Milky Way From Paranal
This photo was taken July 21 from Paranal mountain in Chile, home of the Very Large Telescope. The two bright objects at the centre are Antares and Jupiter (right). Alpha Centauri is visible at middle left. The laser from Unit Telescope 4 is aimed at the galactic centre. Astronomers were using the SINFONI instrument to study the massive Black Hole at our galaxy's core. The laser is an aid to adaptive optics. Just last week X-ray astronomers announced a new class of hidden Active Galactic Nuclei (AGN). Every galaxy yet found contains at its centre a massive Black Hole.
Gregory Benford is a physicist and a fine science fiction author. Benford and Raymond Protheroe of University of Adelaide have proposed that Ultra-High Energy Cosmic Rays are the result of ancient AGN's. They suggest that even after an AGN fades from view, the invisible magnetic field could remain. Powerful cosmic rays, whose source has been a mystery, could be the result of these fields. Apparently empty Space could be filled with powerful magnetic fields.
The Big Bang created countless billions of singularities from quantum fluctuations. Once it was thought that all primordial Black Holes were tiny. Size of a PBH is limited by a "horizon distance" that light could have travelled. Since the speed of light near the Big Bang was much higher, singularities could have formed in almost any size. Black Holes formed the seeds of clusters, galaxies and even smaller structures. Stars like Antares and giant planets like Jupiter could be markers for Black Holes. Their products are truly beautiful to behold.
Labels: astronomy, black holes, galaxies
6 Comments:
If all the universe was tiny,isn't that mean that a black holes were tiny too?
You actually saying that black holes expanded with the universe?
Very lovely.
I like your ideas about PBHs and wish I were educated enough to understand the math behind them.
For Alex: At one time the Universe and everything in it were tiny. Quantum uncertainty made some bits more dense than others. These fluctuations expanded rapidly with the Universe. The most dense collapsed into Black Holes.
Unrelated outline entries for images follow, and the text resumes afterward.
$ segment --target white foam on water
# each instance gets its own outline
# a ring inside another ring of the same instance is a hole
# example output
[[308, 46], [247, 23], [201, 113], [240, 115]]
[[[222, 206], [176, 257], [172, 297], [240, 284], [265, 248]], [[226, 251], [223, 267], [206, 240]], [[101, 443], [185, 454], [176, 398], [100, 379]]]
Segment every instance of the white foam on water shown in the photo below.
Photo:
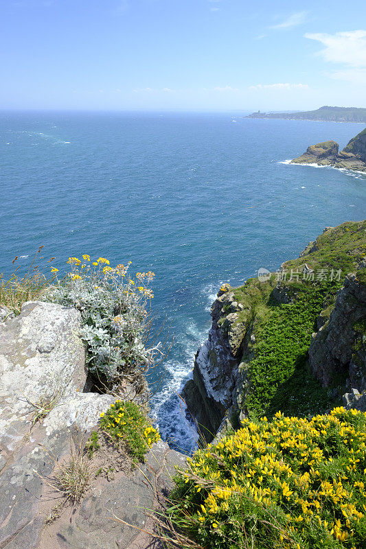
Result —
[[[208, 311], [216, 297], [214, 288], [216, 289], [216, 285], [211, 284], [201, 292], [207, 300]], [[152, 414], [157, 419], [161, 438], [172, 447], [187, 453], [196, 447], [198, 434], [194, 424], [186, 417], [187, 406], [179, 394], [192, 377], [194, 355], [207, 336], [207, 329], [200, 330], [192, 319], [187, 322], [185, 333], [179, 341], [183, 349], [181, 357], [167, 360], [165, 377], [151, 399]], [[153, 393], [154, 386], [151, 389]]]
[[208, 286], [205, 286], [201, 293], [203, 293], [206, 298], [206, 305], [205, 310], [209, 312], [212, 303], [217, 298], [217, 292], [220, 288], [220, 284], [210, 284]]
[[286, 164], [286, 165], [291, 165], [291, 166], [308, 166], [310, 167], [321, 167], [321, 168], [324, 167], [324, 168], [328, 168], [328, 170], [336, 170], [338, 172], [343, 172], [343, 174], [350, 176], [350, 177], [354, 177], [356, 179], [363, 179], [363, 178], [359, 177], [358, 176], [356, 175], [356, 174], [360, 174], [361, 175], [366, 176], [366, 172], [361, 172], [359, 170], [349, 170], [348, 168], [346, 167], [336, 167], [336, 166], [329, 166], [329, 165], [323, 166], [322, 164], [317, 164], [316, 163], [310, 163], [304, 162], [300, 164], [297, 163], [292, 163], [290, 160], [284, 160], [284, 161], [279, 161], [277, 163]]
BH's are probably the oldest form of mass in the Universe.
For Eric: This blog will try to keep things non-mathematical when possible. Nice that you are enjoying the postings.
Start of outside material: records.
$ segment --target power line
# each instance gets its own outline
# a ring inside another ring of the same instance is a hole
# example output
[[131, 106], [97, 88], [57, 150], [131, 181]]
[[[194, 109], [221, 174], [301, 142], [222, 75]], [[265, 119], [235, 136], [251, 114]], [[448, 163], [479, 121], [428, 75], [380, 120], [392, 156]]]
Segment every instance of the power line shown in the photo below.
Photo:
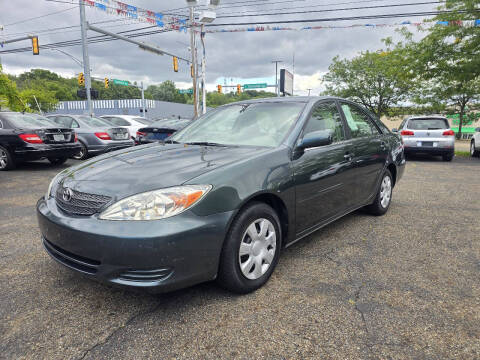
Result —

But when the universe expanded,it became less dense than it was in beginning.Nevertheless black holes are continue to exist?
beautiful photo.
have you read any of Benford's sci-fi? he wrote an excellent series of books, "Great Sky River" etc. that ends up in the galactic center
My favourite Benford is TIMESCAPE, about discovery of a way to send messages back in time. The physicist isn't believed at first. In the epilogue he is awarded a Nobel Prize for his less controversial work, like Einstein and the photoelectric effect.